Dorothy Fairburn, CLA North regional director, said: “New homes are urgently needed to keep communities in the countryside alive.
“Without this housing, we will lose the young people and services needed to keep rural areas economically viable.
“More retirement homes are also needed in rural areas so older people can pass on farm holdings to the next generation.”
The report highlights a successful Northern Ireland policy which allows one new home to be built for retirement purposes within a single farm holding.
Both measures would help ease the tenancy logjam which is hampering the future of farming.

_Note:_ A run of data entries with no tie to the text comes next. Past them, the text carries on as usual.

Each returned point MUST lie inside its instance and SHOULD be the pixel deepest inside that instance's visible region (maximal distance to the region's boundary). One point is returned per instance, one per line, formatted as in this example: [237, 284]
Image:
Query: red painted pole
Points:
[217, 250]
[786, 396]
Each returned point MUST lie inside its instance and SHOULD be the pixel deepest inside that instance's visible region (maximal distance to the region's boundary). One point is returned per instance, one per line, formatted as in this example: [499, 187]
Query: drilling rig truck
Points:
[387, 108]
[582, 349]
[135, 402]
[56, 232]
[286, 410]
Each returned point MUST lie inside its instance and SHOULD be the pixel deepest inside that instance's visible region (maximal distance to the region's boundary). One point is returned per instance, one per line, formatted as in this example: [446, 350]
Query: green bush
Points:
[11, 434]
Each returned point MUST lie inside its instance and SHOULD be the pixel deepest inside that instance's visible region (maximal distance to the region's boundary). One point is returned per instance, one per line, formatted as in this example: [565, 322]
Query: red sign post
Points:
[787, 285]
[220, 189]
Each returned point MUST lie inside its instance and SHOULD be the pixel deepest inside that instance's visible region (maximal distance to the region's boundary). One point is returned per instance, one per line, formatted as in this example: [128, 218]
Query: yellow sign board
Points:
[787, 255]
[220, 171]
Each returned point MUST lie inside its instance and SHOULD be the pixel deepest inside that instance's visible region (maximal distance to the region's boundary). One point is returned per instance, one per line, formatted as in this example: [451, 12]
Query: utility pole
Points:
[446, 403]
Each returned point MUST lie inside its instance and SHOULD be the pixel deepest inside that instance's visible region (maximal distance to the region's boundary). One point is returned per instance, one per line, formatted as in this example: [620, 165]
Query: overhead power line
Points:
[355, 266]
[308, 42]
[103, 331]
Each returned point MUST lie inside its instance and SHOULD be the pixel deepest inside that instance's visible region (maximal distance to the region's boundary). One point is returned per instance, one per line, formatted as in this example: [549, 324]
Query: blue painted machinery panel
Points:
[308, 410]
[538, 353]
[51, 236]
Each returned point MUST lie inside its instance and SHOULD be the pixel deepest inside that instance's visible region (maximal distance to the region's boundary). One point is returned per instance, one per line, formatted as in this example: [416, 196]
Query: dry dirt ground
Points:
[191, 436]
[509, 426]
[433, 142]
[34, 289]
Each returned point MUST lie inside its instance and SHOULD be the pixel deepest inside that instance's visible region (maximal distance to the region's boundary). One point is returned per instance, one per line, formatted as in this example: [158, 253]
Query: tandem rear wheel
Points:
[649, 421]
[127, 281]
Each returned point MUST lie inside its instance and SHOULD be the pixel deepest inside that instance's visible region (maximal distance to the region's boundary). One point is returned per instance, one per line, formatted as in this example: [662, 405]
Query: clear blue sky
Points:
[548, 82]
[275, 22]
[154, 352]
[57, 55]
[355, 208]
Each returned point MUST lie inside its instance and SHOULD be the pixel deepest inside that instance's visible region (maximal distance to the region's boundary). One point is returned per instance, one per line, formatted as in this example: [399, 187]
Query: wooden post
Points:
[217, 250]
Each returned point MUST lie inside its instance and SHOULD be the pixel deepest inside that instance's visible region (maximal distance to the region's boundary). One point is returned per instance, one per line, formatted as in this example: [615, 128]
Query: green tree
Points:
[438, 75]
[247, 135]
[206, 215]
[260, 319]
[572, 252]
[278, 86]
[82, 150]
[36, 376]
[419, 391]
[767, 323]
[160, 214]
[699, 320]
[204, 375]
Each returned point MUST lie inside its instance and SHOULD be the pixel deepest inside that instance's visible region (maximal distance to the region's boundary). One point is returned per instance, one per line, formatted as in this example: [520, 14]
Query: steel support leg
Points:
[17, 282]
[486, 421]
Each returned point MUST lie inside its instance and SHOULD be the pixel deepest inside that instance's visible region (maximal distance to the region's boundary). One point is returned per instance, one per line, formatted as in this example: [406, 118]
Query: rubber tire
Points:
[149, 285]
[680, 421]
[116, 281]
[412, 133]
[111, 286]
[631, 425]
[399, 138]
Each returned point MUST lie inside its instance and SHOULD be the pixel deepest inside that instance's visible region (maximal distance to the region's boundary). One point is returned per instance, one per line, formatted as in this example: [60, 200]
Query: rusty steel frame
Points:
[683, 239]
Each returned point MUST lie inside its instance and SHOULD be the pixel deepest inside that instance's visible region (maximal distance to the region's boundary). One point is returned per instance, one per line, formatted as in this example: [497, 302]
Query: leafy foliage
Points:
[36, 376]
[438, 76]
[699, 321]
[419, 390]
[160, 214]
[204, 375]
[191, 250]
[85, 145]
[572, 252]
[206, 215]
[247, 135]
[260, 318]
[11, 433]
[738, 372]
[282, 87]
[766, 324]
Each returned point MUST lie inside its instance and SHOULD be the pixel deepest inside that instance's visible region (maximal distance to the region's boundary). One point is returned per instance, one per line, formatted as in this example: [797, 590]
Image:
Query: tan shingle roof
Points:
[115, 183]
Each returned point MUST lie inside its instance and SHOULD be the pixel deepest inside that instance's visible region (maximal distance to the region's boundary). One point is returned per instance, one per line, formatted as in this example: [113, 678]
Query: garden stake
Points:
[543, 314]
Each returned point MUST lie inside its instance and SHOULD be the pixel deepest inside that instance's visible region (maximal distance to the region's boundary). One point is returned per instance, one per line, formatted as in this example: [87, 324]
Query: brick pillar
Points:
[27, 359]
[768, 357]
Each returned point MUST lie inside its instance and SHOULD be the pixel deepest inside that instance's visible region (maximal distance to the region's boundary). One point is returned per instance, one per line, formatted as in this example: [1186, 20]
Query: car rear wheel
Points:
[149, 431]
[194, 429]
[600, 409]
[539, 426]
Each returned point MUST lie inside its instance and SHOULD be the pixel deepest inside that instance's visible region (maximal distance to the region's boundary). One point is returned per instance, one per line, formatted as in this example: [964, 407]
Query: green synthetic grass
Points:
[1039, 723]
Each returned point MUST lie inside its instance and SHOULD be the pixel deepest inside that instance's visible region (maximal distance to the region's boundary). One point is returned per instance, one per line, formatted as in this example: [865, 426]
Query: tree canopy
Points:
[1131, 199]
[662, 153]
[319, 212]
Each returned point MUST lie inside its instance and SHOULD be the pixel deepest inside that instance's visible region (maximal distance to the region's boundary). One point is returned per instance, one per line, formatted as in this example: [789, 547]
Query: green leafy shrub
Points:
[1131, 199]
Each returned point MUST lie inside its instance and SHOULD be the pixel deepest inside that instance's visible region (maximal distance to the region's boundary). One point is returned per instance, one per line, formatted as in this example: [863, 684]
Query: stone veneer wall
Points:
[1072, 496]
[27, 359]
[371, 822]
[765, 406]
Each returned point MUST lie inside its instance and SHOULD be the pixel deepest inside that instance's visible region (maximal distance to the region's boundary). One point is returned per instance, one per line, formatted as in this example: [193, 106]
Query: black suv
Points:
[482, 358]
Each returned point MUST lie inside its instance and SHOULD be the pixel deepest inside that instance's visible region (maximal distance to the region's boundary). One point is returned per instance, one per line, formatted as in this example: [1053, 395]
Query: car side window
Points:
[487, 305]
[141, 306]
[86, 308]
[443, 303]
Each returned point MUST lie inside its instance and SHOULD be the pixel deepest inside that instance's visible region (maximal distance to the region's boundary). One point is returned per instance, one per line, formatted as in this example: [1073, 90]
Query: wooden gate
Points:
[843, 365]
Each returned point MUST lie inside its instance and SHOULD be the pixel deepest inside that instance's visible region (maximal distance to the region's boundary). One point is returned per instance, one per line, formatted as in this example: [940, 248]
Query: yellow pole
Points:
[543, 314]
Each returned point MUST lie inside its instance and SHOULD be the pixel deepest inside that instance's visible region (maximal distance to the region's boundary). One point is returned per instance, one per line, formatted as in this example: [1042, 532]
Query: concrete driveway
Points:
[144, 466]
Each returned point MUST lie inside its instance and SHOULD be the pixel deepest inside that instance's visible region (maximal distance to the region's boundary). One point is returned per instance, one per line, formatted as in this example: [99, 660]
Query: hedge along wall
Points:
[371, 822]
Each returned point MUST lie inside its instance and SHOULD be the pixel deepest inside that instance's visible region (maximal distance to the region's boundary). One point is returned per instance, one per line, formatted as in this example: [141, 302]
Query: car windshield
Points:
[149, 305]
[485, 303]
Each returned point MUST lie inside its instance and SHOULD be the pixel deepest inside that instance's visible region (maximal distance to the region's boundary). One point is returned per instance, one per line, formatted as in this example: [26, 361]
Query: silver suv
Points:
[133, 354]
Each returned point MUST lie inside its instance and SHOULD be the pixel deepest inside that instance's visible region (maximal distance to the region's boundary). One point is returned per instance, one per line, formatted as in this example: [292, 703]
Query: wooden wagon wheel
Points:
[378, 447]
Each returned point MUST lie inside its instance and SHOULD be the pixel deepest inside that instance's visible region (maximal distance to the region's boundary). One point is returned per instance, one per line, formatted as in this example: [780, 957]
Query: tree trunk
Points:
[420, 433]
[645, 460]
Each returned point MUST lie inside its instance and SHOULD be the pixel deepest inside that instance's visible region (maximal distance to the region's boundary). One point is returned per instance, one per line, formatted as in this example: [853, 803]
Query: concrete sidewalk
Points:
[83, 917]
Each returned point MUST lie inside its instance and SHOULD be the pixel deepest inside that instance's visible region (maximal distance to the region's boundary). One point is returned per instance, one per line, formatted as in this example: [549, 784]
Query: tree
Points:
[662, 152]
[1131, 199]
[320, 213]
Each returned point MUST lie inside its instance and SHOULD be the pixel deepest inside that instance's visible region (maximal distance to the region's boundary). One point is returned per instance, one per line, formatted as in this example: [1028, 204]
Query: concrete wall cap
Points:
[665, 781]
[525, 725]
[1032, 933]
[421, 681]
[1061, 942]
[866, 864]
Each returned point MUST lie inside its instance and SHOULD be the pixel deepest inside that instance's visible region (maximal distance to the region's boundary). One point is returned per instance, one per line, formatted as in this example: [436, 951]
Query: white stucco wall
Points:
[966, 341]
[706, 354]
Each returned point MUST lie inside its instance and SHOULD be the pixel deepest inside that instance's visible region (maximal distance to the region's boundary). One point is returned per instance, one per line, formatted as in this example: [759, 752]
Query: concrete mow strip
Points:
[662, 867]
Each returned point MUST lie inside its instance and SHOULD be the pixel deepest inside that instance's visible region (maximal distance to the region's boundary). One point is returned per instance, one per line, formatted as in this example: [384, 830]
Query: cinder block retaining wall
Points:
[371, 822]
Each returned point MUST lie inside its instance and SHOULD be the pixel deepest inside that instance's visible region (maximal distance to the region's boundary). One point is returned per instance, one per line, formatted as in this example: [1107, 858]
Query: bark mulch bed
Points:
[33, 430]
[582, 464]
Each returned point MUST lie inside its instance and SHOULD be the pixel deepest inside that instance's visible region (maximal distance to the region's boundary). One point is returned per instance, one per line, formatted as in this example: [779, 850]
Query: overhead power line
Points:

The report also wants:
- Changes to the tax regime which is currently seen as a block to new housing, particularly in the let sector
- Private landowners encouraged to build affordable homes by broadening the type of provider accepted by councils
- Recognition that landowners could pool their resources to speed up the creation of garden cities
- Better and consistent advice from planning authorities
- Exemption from Council Tax for vacant older buildings being brought up to minimum energy performance standards.
The report says well designed new housing should not be stopped by “spurious” conservation area status.
It suggests welfare reforms to extend the range of housing, including that where rural locations have a lack of one and two bedroom accommodation neither landlord nor tenant should be penalised through the bedroom tax.
On Energy Performance Certificates (EPCs), it says the current rating is designed for modern properties and is not suited to traditional properties without cavity walls.
Solid wall insulation should be excluded as a “Green Deal Measure” until appropriate technologies are developed for traditional properties.
Miss Fairburn said: “Our recommendations reflect a vision where you no longer have to live in an urban location to work effectively.
“In conjunction with improvements to transport policy and rural broadband delivery, our proposals will help to level development land values across the country.”
Alnwick-based landowner Mark Bridgeman chairs the CLA’s national housing working group and was closely involved in the development of the new policy document.
He said: “How the Government delivers housing supply is crucial to a range of inter-connected issues including the north-south divide, an ageing population and an economy that is still recovering from the global financial crisis.”